Rozdział XV

88 3 3
                                    

Pov: Y/n

,,Jako iż wczoraj była impreza to dzisiaj muszą być poprawiny". To usłyszałam od Drama przy śniadaniu. Jeju oni wszyscy tutaj świętują wszystko najdłużej jak się da.
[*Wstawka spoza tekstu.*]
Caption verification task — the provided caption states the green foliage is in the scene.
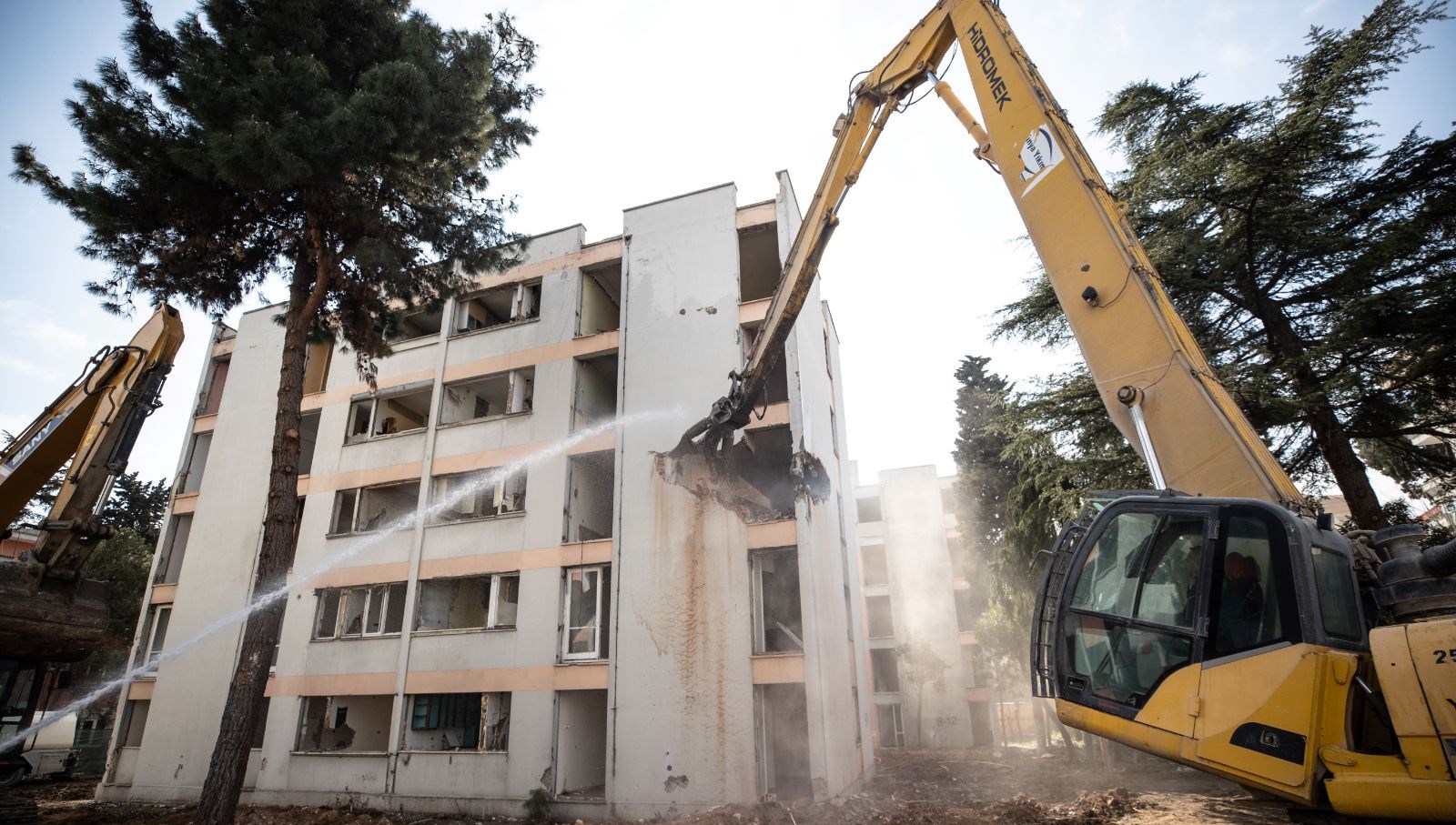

Dobrze że mam jeszcze jedną sukienkę. Jest 14:45. Pomyślałam że pójdę komuś głowę zawracać bo i tak nie mam co robić. Znalazłam wszystkich w pokoju gier, w sumie to nie szukałam nigdzie indziej.

- Hej chłopaki. - przywitałam się i podeszłam do nich.

- Hej Y/n, chcesz pograć na konsoli? - odpowiedział mi Sapnap.

- Czemu nie. - odparłam i usiadłam na podłodze obok niego.

- To jak się tego używa?

- Patrz tu masz pada, to jest twoja postać, na padzie masz przyciski, tym się ruszasz, tym skaczesz, tym kucasz i tym atakujesz. Spróbuj.

Zaczęłam naciskać w przyciski obserwując ruchy mojej postaci. Nagle chłopak ją uderzył.

- Czemu ją uderzyłeś?

- W tej grze chodzi o wygraną. Musimy się bić. To jest pasek życia. Jeżeli spadnie do zera, przegrywasz.

Rozpoczęła się walka. Czasem zerkałam na ruchy palców chłopaka. Gdy naciskał atak, odsuwałam się lub kucałam.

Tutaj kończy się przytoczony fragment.